Heidi: Outside the boundaries of our observed system. But I think that when we define a system, we inherently as humans also have fuzzy edges about it. So my sister talks about nines, she works in Google networking and she's like, "I don't know why we're trying for five nines because the electrical grid is not five nines. Maybe we should address that first." And she's not wrong, I'm not sure she's allowed to say that in public, so oops.
Jessica: Your hypothetical sister.
Heidi: Hypothetical sister. But as humans we have this titration of interest out from what we think of. It's like I have defined this system, but of course it matters that I have electricity and nobody is using it to do the vacuuming. Why would I need to say that? It's obvious to me. So does our defined system include power generation? Does our defined system include back hoes? No, not usually.
Jessica: But can we recognize that assumption that we have, and put in some information on a nice metric on do we have power? Do we have power? Do we have power? As that is a totally necessary input.
Martin: I think if you ask the question, do you have power, and you don't get a response, that's a negative because... Do you have power? No. How are you sending me the metric?
Jessica: It could be just that Google networking went down. That's less likely.
Heidi: It's like asking are you asleep? Well, I was. Now I'm not.
Martin: Schrodinger's Power.
Jessica: Some questions are rude. But that is a point, asking are you asleep, that affects what you're trying to measure and health checks affect the load on your system.
Heidi: Right. Every time I am trying to figure out why my computer is so slow, what's the first thing I do? Open System Monitor, is this useful?
Jessica: Yes, and what's using most of the CPU? System Monitor.

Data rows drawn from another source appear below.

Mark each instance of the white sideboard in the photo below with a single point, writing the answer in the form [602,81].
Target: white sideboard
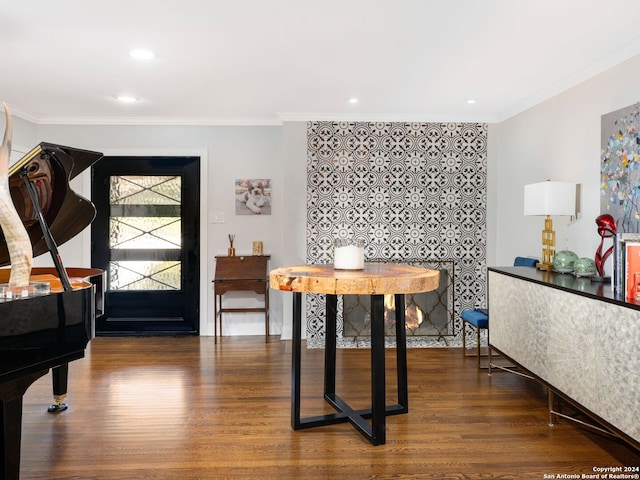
[575,337]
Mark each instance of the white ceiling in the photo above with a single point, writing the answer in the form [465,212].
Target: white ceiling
[265,61]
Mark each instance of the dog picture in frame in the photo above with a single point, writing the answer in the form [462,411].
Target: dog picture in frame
[253,196]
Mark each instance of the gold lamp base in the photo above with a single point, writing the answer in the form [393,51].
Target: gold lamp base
[548,240]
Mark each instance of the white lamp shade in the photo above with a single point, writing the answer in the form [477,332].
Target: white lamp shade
[550,198]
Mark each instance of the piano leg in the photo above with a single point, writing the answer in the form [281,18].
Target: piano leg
[11,394]
[59,376]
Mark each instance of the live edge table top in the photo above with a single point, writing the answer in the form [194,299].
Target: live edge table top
[374,279]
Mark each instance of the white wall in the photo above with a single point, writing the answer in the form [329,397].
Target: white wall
[558,140]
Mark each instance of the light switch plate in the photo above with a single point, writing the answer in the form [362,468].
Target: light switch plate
[216,217]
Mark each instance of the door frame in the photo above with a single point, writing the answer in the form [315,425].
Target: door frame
[204,162]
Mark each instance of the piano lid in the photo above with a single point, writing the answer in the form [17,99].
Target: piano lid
[50,167]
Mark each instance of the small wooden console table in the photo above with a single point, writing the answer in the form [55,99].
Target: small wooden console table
[240,273]
[376,279]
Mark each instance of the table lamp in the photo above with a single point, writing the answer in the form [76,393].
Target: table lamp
[549,198]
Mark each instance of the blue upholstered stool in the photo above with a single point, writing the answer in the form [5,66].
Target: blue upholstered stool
[478,318]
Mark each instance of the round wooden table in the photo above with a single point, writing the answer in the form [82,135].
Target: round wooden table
[377,280]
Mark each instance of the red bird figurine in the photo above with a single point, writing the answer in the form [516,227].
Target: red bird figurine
[606,228]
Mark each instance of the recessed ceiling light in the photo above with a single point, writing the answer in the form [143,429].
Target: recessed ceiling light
[142,54]
[126,99]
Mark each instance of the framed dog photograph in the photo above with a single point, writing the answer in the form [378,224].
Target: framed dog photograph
[253,196]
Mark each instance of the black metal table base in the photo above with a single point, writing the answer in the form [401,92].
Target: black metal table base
[375,429]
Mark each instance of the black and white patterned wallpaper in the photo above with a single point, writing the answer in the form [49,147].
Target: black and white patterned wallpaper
[412,191]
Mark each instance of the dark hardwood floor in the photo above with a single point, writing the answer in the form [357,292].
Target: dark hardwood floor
[185,408]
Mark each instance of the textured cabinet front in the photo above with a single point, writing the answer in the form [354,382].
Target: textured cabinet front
[583,347]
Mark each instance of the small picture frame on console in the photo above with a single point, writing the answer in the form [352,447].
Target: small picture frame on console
[626,267]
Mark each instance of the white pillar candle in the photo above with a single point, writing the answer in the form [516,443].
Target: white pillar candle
[349,257]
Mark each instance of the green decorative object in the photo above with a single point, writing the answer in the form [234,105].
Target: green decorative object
[564,261]
[584,267]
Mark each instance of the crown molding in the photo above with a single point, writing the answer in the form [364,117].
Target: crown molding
[414,118]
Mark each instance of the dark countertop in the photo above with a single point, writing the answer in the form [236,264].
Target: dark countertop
[567,282]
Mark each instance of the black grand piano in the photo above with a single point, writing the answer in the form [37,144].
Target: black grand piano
[42,332]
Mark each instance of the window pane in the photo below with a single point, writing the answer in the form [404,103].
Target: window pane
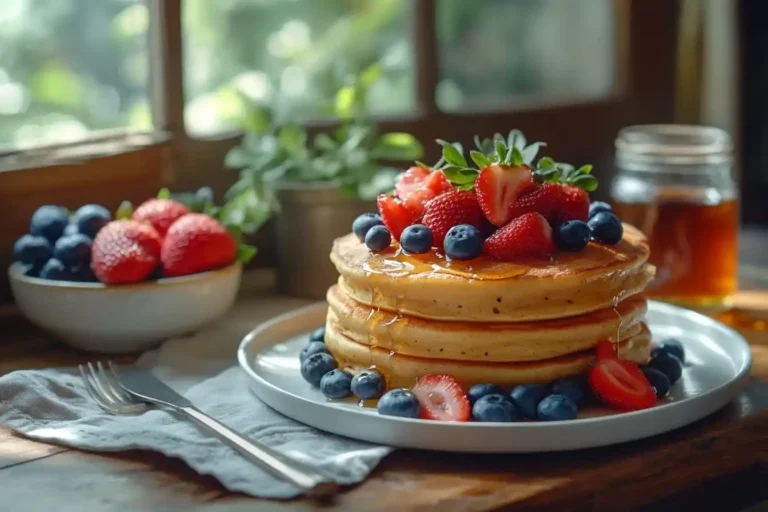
[495,53]
[292,54]
[71,67]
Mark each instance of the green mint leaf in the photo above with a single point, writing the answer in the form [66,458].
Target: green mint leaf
[452,155]
[530,152]
[459,175]
[517,157]
[501,150]
[480,159]
[245,253]
[546,163]
[124,211]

Martin: It's normally my virtual machines on my machine, actually. But there you go.
Heidi: But I think that it'll be very interesting to see if we evolve into thinking about system health instead of system breakage.
Jessica: Yeah, degrees of health instead of degrees of broken?
Heidi: Yeah. So is 80% okay? Can we accept that? How many nines does that represent? Is that three nines? Okay, now I know. How do we make systems healthier? What is chicken soup for the system? What is the vitamin C? What is the exercise regime that makes it healthier?
Jessica: One thing I've noticed personally is that if as I'm eating I taste my food and I can try to eat a new food. For a long time I didn't like celery, and then once as an adult I'm like, "Okay, I'm going to eat this celery and I'm going to eat the whole stick," and I did and my mouth was like, "Ugh, what are these awful stringy things?" But my body was like, "Oh, I don't know what you just ate but it was good. Eat it again!"
And now I love celery, and I've even come to like the stringy things because I associate it with this improvement in health. So that's part of interoception too, is that now if I'm feeling really tired and I've tried the usual things like had more electrolytes and coffee, if I go to the produce department and look around, something will look really tasty. It's the food that has the vitamins that I need right now. So, that?
Heidi: Yeah, that. I want that for our systems. I want our systems to be able to have cravings before they get scurvy. I want them to be like, "I could really go for some oranges right now."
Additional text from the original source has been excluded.